Na prática, a eliminação ou redução de tarifas tem o potencial de diminuir o preço final dos produtos brasileiros, tornando-os mais competitivos em comparação com concorrentes de outras origens. Inicialmente, mais de 5 mil produtos, incluindo bens industriais, alimentos e matérias-primas, serão contemplados com tarifa zero, abrindo novas portas para os exportadores nacionais.
Setores Chave e a Nova Dinâmica Comercial
A indústria brasileira é apontada como a principal beneficiada no curto prazo pela entrada em vigor do Acordo. Dos quase 3 mil produtos que terão tarifa zerada de imediato, aproximadamente 93% são bens industriais. Isso sinaliza um impulso significativo para a produção manufatureira do país.

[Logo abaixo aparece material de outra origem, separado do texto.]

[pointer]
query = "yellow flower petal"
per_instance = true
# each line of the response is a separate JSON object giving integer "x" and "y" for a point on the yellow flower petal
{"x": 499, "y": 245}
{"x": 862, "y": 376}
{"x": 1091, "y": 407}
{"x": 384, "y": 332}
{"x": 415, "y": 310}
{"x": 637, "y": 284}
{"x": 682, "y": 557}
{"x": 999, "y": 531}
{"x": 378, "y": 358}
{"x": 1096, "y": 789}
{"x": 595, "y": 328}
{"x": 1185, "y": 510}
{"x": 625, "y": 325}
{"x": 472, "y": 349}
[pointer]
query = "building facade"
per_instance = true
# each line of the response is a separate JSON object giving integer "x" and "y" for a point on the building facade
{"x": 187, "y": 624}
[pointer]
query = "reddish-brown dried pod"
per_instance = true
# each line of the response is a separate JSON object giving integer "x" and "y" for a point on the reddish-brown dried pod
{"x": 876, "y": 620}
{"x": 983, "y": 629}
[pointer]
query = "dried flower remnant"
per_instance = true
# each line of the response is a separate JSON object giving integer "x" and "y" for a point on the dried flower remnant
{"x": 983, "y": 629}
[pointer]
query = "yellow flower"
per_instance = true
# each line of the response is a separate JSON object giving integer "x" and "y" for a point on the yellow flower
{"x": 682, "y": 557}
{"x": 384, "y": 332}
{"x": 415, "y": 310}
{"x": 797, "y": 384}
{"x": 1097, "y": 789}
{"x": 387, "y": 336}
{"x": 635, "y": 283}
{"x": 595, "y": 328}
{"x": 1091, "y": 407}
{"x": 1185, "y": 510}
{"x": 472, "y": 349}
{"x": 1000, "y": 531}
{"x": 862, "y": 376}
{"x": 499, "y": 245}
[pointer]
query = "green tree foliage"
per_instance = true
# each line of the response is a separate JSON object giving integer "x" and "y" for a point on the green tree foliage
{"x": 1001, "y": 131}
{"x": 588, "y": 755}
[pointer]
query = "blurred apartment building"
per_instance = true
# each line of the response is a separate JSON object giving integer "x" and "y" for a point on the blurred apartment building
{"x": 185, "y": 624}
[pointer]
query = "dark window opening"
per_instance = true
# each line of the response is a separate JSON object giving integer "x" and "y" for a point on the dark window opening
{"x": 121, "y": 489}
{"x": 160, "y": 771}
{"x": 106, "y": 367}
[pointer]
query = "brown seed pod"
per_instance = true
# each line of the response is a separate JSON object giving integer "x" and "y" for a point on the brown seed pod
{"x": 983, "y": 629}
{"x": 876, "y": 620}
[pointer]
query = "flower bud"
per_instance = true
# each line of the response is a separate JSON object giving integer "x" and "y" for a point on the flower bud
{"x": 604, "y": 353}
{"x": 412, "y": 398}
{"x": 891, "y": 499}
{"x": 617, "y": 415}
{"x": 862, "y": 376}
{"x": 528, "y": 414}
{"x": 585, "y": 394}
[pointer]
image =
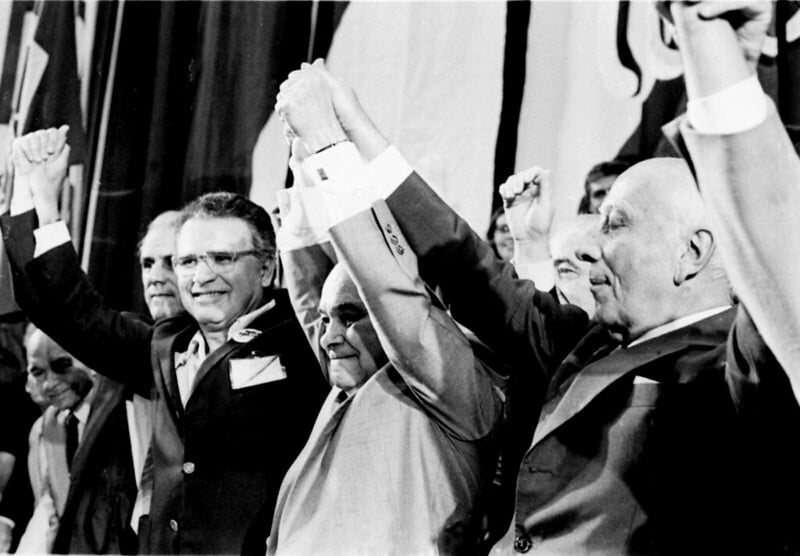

Entre os setores com maior impacto imediato, destacam-se:
- Máquinas e equipamentos;
- Alimentos;
- Metalurgia;
- Materiais elétricos;
- Produtos químicos.
No segmento de máquinas e equipamentos, praticamente todas as exportações brasileiras para a Europa serão isentas de tarifas, abrangendo itens como compressores, bombas industriais e diversas peças mecânicas. O Acordo também conecta mercados que, juntos, somam mais de 700 milhões de consumidores e um Produto Interno Bruto (PIB) trilionário, ampliando consideravelmente o alcance comercial do Brasil. Atualmente, os países com os quais o Brasil mantém acordos representam cerca de 9% das importações globais; com a inclusão da União Europeia, esse percentual pode ultrapassar 37%.
Além da redução tarifária, o tratado estabelece regras comuns para o comércio, padrões técnicos e compras governamentais, elementos que conferem maior previsibilidade e segurança jurídica para as empresas que operam entre os blocos.
Desafios e o Roteiro da Implementação
Apesar dos ganhos imediatos, a implementação do Acordo será gradual em alguns aspectos. Nem todos os produtos terão suas tarifas eliminadas de uma só vez. Para setores considerados mais sensíveis em ambas as economias, a redução será progressiva, com prazos que podem chegar a 10 anos na União Europeia, 15 anos no Mercosul e, em casos específicos, até 30 anos. Essa abordagem visa permitir a adaptação das economias e proteger setores mais vulneráveis à concorrência internacional.
A entrada em vigor marca o início da aplicação prática do Acordo, mas ainda há detalhes operacionais a serem definidos, como a distribuição de cotas de exportação entre os países do Mercosul. Durante a cerimônia de assinatura do decreto de promulgação do Acordo, na última terça-feira, o presidente Luiz Inácio Lula da Silva ressaltou o caráter estratégico do tratado, enfatizando seu compromisso com o multilateralismo e a cooperação internacional. Entidades empresariais de ambos os blocos deverão acompanhar de perto a implementação para orientar as empresas e assegurar o pleno aproveitamento das novas oportunidades comerciais.